Scope lookup rules
The scope lookup rules determine when a local scope becomes the parent of another local scope.
There are two sets of scope lookup rules: static scope and dynamic scope. Puppet uses:
Static scope for variables.
Dynamic scope for resource defaults.
Static scope
In static scope, which Puppet uses for looking up variables, parent scopes are assigned in the following ways:
Classes can receive parent scopes by class inheritance, using the
inherits
keyword. A derived class receives the contents of its base class in addition to the contents of node and top scope.A lambda’s parent scope is the local scope in which the lambda is written. It can access variables in that scope by their short names.
All other local scopes have no parents — they receive their own contents, the contents of node scope (if applicable), and top scope.
- Scope contents are predictable and do not depend on evaluation order.
- Scope contents can be determined simply by looking at the relevant class definition; the place where a class or defined type is declared has no effect.
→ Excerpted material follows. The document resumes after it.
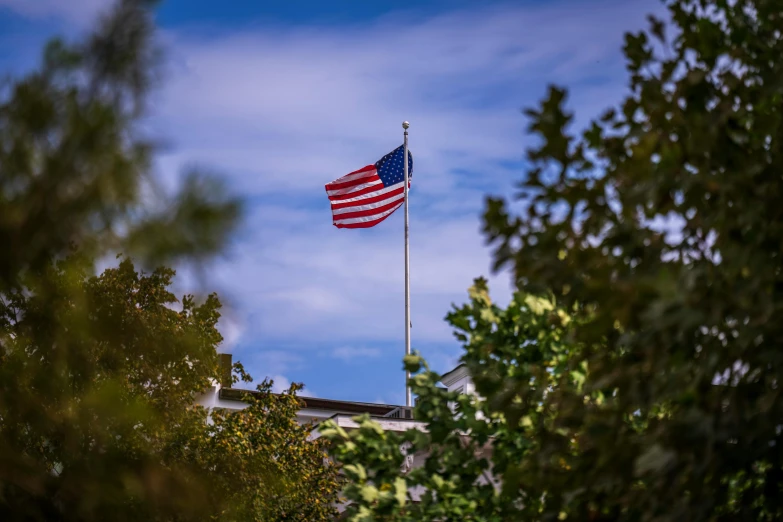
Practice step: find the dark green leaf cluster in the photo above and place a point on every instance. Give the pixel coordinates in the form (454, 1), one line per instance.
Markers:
(646, 384)
(99, 374)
The only exception is node definitions — if a class is declared outside a node, it does not receive the contents of node scope.
Dynamic scope
In dynamic scope, which Puppet uses for looking up resource defaults, parent scopes are assigned by both inheritance and declaration, with preference given to inheritance. The full list of rules is:
Each scope has only one parent, but can have an unlimited chain of grandparents, and receives the merged contents of all of them, with nearer ancestors overriding more distant ones.
The parent of a derived class is its base class.
The parent of any other class or defined resource is the first scope in which it was declared.
When you declare a derived class whose base class hasn’t already been declared, the base class is immediately declared in the current scope, and its parent assigned accordingly. This effectively “inserts” the base class between the derived class and the current scope. If the base class has already been declared elsewhere, its existing parent scope is not changed.
A scope’s parent cannot be identified by looking at the definition of a class — you must examine every place where the class or resource might have been declared.
In some cases, you can only determine a scope’s contents by executing the code.
Because classes can be declared multiple times with the
include
function, the contents of a given scope are evaluation-order dependent.